# Developer Notes
These developer notes can help you ramp up on this codebase. For any question, hit us up on the [forums](https://discuss.pytorch.org/c/opacus/29)!


## Supported modules
Opacus only works with supported ``nn.Module``s. The following modules are supported:

1. Modules with no trainable parameters (eg ``nn.ReLU``, `nn.Tanh`)
2. Modules which are frozen. A nn.Module can be frozen in PyTorch by unsetting ``requires_grad``
in each of its parameters, ie `for p in module.parameters(): p.requires_grad = False`.
3. Explicitly supported modules and settings (see `grad_sample/` folder), eg ``nn.Conv2d``.
4. Any complex nn.Module that contains only supported nn.Modules. This means that most models
will be compatible, given that we support most of the common building blocks. This however also
means that Opacus support depends on how a specific ``nn.Module`` is implemented. For example,
``nn.LSTM`` *could* be written by using ``nn.Linear`` (which we support), but its actual
implementation does not use it (so that it can fuse operators and be faster). Any layer that
needs a rewrite to be supported is in the `grad_sample/` folder.

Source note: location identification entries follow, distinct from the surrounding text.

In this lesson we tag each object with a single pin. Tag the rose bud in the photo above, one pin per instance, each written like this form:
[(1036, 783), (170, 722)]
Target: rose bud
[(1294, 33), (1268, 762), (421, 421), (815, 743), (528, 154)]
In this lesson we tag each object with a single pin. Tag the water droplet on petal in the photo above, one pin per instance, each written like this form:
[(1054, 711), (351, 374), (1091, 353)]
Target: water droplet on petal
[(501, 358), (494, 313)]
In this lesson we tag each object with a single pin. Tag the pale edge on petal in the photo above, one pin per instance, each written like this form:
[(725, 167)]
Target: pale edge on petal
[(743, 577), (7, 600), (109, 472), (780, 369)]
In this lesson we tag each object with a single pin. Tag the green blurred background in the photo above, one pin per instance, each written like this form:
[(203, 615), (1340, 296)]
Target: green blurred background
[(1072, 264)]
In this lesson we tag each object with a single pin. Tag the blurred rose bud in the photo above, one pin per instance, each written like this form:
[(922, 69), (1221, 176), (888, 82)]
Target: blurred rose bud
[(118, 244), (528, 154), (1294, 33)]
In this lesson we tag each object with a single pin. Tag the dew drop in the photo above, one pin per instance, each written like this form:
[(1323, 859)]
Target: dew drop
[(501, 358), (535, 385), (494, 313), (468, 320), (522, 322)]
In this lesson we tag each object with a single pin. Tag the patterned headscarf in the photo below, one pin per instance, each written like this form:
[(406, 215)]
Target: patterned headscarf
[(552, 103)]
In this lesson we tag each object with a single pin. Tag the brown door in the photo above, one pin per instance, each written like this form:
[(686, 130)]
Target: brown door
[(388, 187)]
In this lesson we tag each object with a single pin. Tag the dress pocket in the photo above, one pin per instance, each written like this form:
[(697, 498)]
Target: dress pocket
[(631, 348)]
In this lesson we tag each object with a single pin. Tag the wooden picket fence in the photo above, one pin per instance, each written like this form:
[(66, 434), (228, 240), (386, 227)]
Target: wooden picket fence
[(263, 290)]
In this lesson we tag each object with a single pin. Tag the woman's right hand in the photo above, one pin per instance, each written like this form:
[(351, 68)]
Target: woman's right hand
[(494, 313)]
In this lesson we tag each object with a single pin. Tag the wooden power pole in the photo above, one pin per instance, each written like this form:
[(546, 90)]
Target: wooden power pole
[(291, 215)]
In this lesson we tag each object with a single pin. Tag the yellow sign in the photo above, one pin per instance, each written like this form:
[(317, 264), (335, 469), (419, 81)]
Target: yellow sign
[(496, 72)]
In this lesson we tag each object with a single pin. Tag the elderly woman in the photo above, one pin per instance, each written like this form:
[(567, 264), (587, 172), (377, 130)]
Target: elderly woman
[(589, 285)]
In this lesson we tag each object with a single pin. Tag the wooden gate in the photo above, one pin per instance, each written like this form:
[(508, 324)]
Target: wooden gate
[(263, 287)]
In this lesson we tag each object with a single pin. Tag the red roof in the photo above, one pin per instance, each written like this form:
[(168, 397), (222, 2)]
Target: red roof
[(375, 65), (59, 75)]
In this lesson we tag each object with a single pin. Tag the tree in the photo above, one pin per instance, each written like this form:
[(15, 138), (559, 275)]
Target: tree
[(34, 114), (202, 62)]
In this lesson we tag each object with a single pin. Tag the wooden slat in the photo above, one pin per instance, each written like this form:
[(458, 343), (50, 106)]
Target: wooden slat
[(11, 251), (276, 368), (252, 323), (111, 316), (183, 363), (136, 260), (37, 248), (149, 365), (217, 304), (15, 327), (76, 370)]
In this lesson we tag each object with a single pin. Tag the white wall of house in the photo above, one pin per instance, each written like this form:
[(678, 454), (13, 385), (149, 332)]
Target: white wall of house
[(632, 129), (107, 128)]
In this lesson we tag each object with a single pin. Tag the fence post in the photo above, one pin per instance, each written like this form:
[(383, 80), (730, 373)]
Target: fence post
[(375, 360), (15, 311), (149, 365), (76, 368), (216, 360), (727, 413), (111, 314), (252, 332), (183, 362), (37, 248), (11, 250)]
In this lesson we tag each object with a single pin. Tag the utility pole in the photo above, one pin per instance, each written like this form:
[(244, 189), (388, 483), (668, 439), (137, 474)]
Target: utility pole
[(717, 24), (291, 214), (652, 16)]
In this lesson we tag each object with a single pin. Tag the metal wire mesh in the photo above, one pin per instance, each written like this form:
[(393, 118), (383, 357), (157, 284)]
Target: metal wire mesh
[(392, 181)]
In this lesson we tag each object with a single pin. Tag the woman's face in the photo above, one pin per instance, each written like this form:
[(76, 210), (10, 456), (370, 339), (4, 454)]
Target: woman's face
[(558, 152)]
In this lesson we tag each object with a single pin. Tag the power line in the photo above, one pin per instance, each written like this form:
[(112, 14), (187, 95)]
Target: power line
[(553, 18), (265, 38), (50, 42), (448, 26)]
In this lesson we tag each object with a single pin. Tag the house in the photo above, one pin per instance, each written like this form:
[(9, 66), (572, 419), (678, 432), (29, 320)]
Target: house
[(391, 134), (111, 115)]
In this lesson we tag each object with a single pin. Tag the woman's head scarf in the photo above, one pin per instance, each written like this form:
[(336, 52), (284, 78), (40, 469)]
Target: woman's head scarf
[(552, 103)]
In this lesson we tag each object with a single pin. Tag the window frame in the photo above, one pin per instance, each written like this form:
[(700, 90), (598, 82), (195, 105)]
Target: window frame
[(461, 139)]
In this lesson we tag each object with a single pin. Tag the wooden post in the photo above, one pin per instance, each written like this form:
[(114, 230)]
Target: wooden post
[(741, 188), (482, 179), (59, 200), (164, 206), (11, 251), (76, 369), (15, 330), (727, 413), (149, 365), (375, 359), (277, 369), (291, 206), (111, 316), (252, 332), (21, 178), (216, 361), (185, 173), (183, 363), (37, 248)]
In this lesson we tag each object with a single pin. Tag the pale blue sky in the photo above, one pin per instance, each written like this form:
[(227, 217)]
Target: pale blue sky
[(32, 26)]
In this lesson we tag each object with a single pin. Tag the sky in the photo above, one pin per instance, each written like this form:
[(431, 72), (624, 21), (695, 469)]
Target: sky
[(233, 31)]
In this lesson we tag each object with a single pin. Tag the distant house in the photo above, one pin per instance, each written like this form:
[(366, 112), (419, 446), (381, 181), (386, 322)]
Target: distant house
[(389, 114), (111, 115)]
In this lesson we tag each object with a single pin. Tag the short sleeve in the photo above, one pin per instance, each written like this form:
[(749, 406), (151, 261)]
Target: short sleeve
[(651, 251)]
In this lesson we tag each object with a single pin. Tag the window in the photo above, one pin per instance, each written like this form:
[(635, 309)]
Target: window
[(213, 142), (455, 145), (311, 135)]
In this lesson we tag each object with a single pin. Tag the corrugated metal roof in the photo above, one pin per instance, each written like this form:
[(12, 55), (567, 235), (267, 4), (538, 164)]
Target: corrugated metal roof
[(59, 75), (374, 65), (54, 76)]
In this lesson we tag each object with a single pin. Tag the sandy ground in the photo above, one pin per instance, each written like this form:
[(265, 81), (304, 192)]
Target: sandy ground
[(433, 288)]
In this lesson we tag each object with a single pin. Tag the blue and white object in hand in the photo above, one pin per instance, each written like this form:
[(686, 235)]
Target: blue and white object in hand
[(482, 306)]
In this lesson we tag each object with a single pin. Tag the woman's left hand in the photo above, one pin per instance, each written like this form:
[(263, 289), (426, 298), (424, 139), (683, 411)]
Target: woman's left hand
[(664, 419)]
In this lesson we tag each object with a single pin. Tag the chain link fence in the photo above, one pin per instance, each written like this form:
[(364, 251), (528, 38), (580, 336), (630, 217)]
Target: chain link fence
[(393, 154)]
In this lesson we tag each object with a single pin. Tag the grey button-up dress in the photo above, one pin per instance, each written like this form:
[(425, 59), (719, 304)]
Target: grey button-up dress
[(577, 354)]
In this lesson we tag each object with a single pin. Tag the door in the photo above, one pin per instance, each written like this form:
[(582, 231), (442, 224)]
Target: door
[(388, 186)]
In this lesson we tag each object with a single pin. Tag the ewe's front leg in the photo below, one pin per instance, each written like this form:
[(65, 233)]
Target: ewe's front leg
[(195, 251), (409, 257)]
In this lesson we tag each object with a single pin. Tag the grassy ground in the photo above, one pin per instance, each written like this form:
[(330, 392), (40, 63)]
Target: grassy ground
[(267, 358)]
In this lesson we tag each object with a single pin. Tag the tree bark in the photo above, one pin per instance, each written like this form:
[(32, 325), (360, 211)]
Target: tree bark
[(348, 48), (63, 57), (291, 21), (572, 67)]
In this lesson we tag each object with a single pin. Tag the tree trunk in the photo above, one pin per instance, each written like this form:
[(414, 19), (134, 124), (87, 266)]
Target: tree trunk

As an example, the following ``nn.Module`` is supported, because it's made entirely of supported
nn.Modules:

```python
class SampleConvNet(nn.Module):
    def __init__(self):
        super().__init__()
        self.conv1 = nn.Conv2d(1, 16, 8, 2, padding=3)
        self.conv2 = nn.Conv2d(16, 32, 4, 2)
        self.fc1 = nn.Linear(32 * 4 * 4, 32)
        self.fc2 = nn.Linear(32, 10)

    def forward(self, x):
        # x of shape [B, 1, 28, 28]
        x = F.relu(self.conv1(x))  # -> [B, 16, 14, 14]
        x = F.max_pool2d(x, 2, 1)  # -> [B, 16, 13, 13]
        x = F.relu(self.conv2(x))  # -> [B, 32, 5, 5]
        x = F.max_pool2d(x, 2, 1)  # -> [B, 32, 4, 4]
        x = x.view(-1, 32 * 4 * 4)  # -> [B, 512]
        x = F.relu(self.fc1(x))  # -> [B, 32]
        x = self.fc2(x)  # -> [B, 10]
        return x
```

## Limitations of backward hooks
The implementation of gradient clipping in autograd_grad_sample.py uses backward hooks to capture per-sample gradients.
The `register_backward hook` function has a known issue being tracked at https://github.com/pytorch/pytorch/issues/598. However, this is the only known way of implementing this as of now (your suggestions and contributions are very welcome). The behavior has been verified to be correct for the layers currently supported by Opacus.